Question

•Write the claim as a math statement, its opposite, and then determine H0and H1and the tail type.

•Test the claim using the traditional (critical value) method:

•Sketch the appropriate distribution showing the tail(s) and their area, and give the critical value(s) determined from the appropriate distribution table.

•Show the test statistic formula with the relevant numbers in place, and determine the test statistic value. Show where this value is located on the sketch of the distribution.

•State the proper conclusion of the test with regard to H0and the conclusion with regard to the original claim.

•Determine the p-value using the distribution tables and confirm the conclusion about H0.Note: the p-value will be a single number if the test requires the use of a standard normal distribution, otherwise you will obtain a range of values (for example p>0.01).

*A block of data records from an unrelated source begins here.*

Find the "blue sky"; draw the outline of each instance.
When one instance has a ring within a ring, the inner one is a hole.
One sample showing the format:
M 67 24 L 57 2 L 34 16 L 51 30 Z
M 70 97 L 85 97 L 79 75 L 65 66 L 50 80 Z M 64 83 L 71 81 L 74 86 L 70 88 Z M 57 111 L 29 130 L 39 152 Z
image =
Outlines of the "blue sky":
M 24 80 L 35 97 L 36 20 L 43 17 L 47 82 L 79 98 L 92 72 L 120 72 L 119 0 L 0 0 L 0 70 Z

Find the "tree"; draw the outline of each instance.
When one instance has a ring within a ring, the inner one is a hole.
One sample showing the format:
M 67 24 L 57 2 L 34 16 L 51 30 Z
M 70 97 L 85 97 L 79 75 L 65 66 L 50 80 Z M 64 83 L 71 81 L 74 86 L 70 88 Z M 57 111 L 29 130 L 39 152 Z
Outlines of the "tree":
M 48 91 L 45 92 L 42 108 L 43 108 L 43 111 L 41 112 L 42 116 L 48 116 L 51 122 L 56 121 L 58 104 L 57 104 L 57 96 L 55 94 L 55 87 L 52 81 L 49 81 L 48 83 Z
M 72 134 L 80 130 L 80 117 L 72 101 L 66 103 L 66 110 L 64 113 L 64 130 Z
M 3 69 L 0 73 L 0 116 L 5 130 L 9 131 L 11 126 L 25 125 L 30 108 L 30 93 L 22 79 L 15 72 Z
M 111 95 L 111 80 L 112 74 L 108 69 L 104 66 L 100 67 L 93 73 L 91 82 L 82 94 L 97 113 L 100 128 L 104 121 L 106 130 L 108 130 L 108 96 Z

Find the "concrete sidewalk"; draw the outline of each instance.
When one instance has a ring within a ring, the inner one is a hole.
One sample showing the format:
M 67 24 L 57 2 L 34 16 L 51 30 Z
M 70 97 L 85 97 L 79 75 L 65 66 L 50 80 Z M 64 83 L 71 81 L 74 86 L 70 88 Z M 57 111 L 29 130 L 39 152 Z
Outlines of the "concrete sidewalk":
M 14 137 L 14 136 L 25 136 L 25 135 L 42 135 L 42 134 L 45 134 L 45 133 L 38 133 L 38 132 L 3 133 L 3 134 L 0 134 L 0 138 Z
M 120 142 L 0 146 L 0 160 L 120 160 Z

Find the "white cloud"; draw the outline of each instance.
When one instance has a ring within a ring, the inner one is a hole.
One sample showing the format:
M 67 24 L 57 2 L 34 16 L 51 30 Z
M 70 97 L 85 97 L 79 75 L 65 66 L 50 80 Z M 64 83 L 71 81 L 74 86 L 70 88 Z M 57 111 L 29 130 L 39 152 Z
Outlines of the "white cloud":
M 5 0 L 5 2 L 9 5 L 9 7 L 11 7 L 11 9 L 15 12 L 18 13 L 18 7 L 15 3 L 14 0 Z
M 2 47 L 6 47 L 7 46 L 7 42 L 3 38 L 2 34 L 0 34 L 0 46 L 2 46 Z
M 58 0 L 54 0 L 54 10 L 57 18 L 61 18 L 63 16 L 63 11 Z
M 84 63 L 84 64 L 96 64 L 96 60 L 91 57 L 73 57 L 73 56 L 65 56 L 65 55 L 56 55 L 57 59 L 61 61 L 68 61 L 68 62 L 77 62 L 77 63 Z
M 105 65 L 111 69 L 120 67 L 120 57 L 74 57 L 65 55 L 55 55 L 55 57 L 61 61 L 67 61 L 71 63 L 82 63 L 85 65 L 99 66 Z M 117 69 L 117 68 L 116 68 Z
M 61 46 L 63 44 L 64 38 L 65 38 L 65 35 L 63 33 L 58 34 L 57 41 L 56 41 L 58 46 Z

4)An exit poll is done at a polling station. 105 people are randomly sampled and 62 said they voted for Jane Doe for congress. Use a significance level of 5% to test the claim that a majority of people voted for Jane.

Answer 1

4.

Given that,
possibile chances (x)=62
sample size(n)=105
success rate ( p )= x/n = 0.5905
success probability,( po )=0.5
failure probability,( qo) = 0.5
null, Ho:p=0.5
alternate, H1: p!=0.5
level of significance, α = 0.05
from standard normal table, two tailed z α/2 =1.96
since our test is two-tailed
reject Ho, if zo < -1.96 OR if zo > 1.96
we use test statistic z proportion = p-po/sqrt(poqo/n)
zo=0.59048-0.5/(sqrt(0.25)/105)
zo =1.8542
| zo | =1.8542
critical value
the value of |z α| at los 0.05% is 1.96
we got |zo| =1.854 & | z α | =1.96
make decision
hence value of |zo | < | z α | and here we do not reject Ho
p-value: two tailed ( double the one tail ) - Ha : ( p != 1.85421 ) = 0.06371
hence value of p0.05 < 0.0637,here we do not reject Ho
ANSWERS
---------------
null, Ho:p=0.5
alternate, H1: p!=0.5
test statistic: 1.8542
critical value: -1.96 , 1.96
decision: do not reject Ho
p-value: 0.06371
we do not have enough evidence to support the claim that a majority of people voted for Jane.